Sister Mary Cecile Koster

Kathleen Cecile Koster
1893 - 1972

Sister Mary Cecile, the former Kathleen Cecilia Koster, was born in Toronto on November 12, 1893, daughter of Matthew Koster and Catherine McDonnell. She was educated at Sr. Patrick’s School and St. Joseph’s Convent.

Although Cecilia (or Cecile as she was called) felt called to religious life, it was many years before she was free to answer that call. Her father while comparatively young was stricken with Paralysis Agitans and was an invalid for twenty years. Her sister, Marie, at an early age was left a widow with five little children – the father died of pneumonia and the young family was taken care of at the Koster home for a few years.

The two Koster boys were studying. Gerald the elder,  in the Redemptorist seminary and Basil at Medical School. Cecile remained at home the mainstay of her mother.

By 1933, Mr. Koster had died; Gerald was now a Redemptorist Missionary, Basil a practicing surgeon, and Marie in a home of her own. Cecile was now free to follow her own vocation. She entered the Novitiate of the Sisters of Providence and was professed in 1935 as Sister Mary Cecile.

Before pronouncing her final vow in 1938, one more sacrifice was required of her. Just when she was looking forward to her first visit home, her devoted mother was called suddenly by death.

For thirty-two years her religious life was one of more than ordinary activity. With a good business education, talented in needlework, naturally artistic and trained and experienced in dramatic work, she filled with competence many offices in the Community.

For four years she was Directress of Pupil Boarders at Maryvale Abbey, Glen Nevis, Ontario. She spent fourteen years at Rosary Hall, Toronto, eight years in charge of the business office and six as Local Superior. For six years she served as Local Superior at St. Anthony’s Home, Moose Jaw, and the monuments to her at that Institution are the beautiful chapel and the landscaped grounds.

In 1962 she was appointed Local Superior of St. Francis Hospital, Smiths Falls, but before the completion of her first term of three years, crippling arthritis had claimed her as a victim, and she was obliged to retire in 1965 to the infirmary at the Mother House. In spite of almost continuous suffering, which was gradually aggravated over seven years, she continued to follow the spiritual exercises of the Community and attended Mass in a wheelchair until a month before her death.

On March 27th she was taken by ambulance to Hotel Dieu and placed on oxygen in an attempt to give her some relief. Very little could be done for her, however, and for three weeks she suffered intensely. Her brother, Dr. Koster and his wife were almost constantly at her bedside and the Sisters visited her frequently. These visits gave her consolation as in spite of extreme weakness her mental faculties remained alert.

On April 17th at 5.30 a.m., she was freed from earthly suffering, and surely her self-sacrificing life and the long years of pain which she strove – not always successfully, it is true – to bear with patience earned for her a speedy release from Purgatory.

Her funeral Mass on April 19th was concelebrated by Monsignor J.G. Hanley and Monsignor Bernard Walsh, assisted by Father Cyril Smetana, O.S.A., who was conducting our retreat.

At the funeral along with Dr. and Mrs.

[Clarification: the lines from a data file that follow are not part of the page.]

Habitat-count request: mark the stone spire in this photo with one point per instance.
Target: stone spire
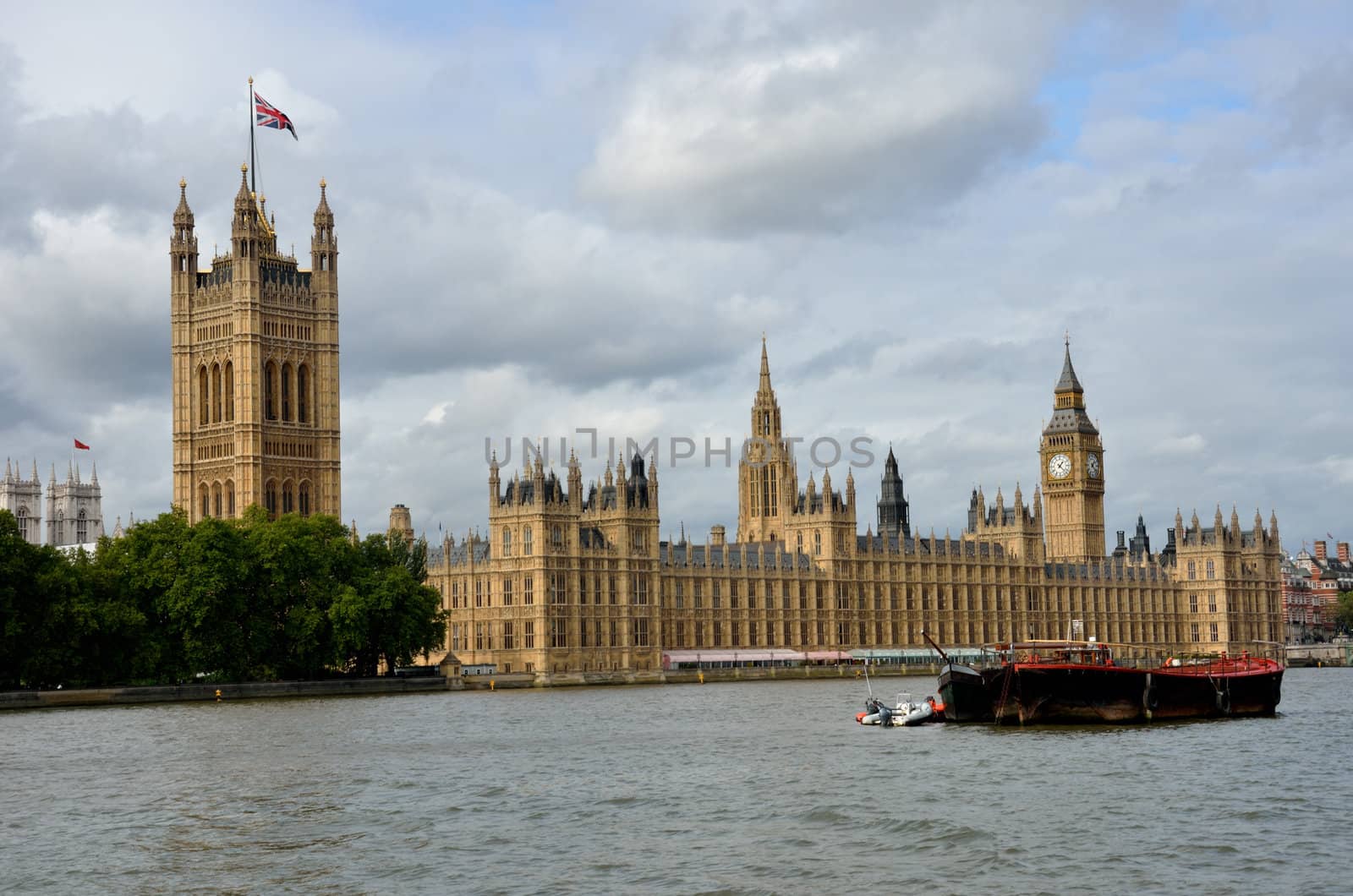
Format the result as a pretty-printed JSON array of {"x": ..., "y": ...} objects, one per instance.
[
  {"x": 183, "y": 214},
  {"x": 764, "y": 387},
  {"x": 1068, "y": 382}
]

Koster and their son Gerry, were four members of Marie’s family – Neil and Gerald McLellan of Toronto, Mrs. Kathleen Bannon of Oakville and Mrs. Mary Halloran of Niagara Falls. Father Gerald Koster and Mrs. Marie McLellan had predeceased her.

Over and above Sister Mary Cecile’s many services for the Community, will be remembered her warm charity and consideration for the sick and the aged especially among the Sisters and her intense life of prayer.